Tuesday, April 5, 2011

Character Arrays; Strings in C

Text is usually kept as an array of characters, as we did with line[ ] in the example above.  By convention in C, the last character in a character array should be a `\0' because most programs that manipulate character arrays expect it.  For example, printf uses the `\0' to detect the end of a character array when printing it out with a `%s'.We can copy a character array s into another t like this:
i = 0;
               while( (t[i]=s[i]) != '\0' )
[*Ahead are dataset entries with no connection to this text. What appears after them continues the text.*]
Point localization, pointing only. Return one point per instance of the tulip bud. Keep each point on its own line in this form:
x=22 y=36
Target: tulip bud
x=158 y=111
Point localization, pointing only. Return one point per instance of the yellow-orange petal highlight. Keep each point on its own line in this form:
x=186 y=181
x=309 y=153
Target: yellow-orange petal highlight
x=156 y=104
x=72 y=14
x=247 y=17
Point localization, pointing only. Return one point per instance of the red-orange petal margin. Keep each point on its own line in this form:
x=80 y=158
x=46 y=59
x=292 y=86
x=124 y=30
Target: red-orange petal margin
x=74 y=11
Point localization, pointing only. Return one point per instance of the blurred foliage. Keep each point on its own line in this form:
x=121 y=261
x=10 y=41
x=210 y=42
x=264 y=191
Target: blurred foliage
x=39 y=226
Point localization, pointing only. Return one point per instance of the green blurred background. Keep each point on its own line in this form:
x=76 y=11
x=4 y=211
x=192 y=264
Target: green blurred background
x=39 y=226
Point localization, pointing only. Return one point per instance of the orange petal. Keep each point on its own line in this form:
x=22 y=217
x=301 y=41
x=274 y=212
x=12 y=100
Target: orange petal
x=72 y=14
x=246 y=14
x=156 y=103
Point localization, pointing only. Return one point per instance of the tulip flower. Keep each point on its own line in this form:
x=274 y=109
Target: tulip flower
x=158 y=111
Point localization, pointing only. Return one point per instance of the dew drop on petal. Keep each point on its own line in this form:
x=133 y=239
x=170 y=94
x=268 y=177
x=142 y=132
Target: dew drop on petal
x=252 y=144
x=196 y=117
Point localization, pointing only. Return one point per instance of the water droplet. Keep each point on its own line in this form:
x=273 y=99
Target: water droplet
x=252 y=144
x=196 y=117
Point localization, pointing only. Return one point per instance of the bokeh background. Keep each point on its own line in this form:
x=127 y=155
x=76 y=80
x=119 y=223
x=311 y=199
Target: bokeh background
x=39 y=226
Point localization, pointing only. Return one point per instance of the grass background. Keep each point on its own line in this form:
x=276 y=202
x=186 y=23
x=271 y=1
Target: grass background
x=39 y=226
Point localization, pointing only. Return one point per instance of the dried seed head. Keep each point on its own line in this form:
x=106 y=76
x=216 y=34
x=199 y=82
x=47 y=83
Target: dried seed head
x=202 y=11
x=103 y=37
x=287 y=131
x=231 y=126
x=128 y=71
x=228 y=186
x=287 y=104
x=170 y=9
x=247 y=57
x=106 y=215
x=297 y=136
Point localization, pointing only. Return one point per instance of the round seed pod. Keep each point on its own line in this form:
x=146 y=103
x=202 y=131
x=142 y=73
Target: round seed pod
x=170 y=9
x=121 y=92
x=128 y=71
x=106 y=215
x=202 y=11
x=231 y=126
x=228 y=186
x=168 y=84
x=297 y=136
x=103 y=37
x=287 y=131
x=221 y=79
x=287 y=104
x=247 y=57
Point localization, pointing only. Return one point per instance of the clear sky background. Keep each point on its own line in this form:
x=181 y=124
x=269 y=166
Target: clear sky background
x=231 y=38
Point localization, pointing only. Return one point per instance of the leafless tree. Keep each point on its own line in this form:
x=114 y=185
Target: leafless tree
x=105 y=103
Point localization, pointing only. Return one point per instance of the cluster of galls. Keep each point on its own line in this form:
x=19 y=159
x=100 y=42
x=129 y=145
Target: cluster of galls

                       i++;
Most of the time we have to put in our own `\0' at the end of a string; if we want to print the line with printf, it's necessary.  This code prints the character count before the line:
main( ) {
               int n;
               char line[100];
               n = 0;
               while( (line[n++]=getchar( )) != '\n' );
               line[n] = '\0';
               printf("%d:\t%s", n, line);
       }
Here we increment n in the subscript itself, but only after the previous value has been used.  The character is read, placed in line[n], and only then n is incremented.There is one place and one place only where C puts in the `\0' at the end of a character array for you, and that is in the construction
"stuff between double quotes"
The compiler puts a `\0' at the end automatically.  Text enclosed in double quotes is called a string; its properties are precisely those of an (initialized) array of characters.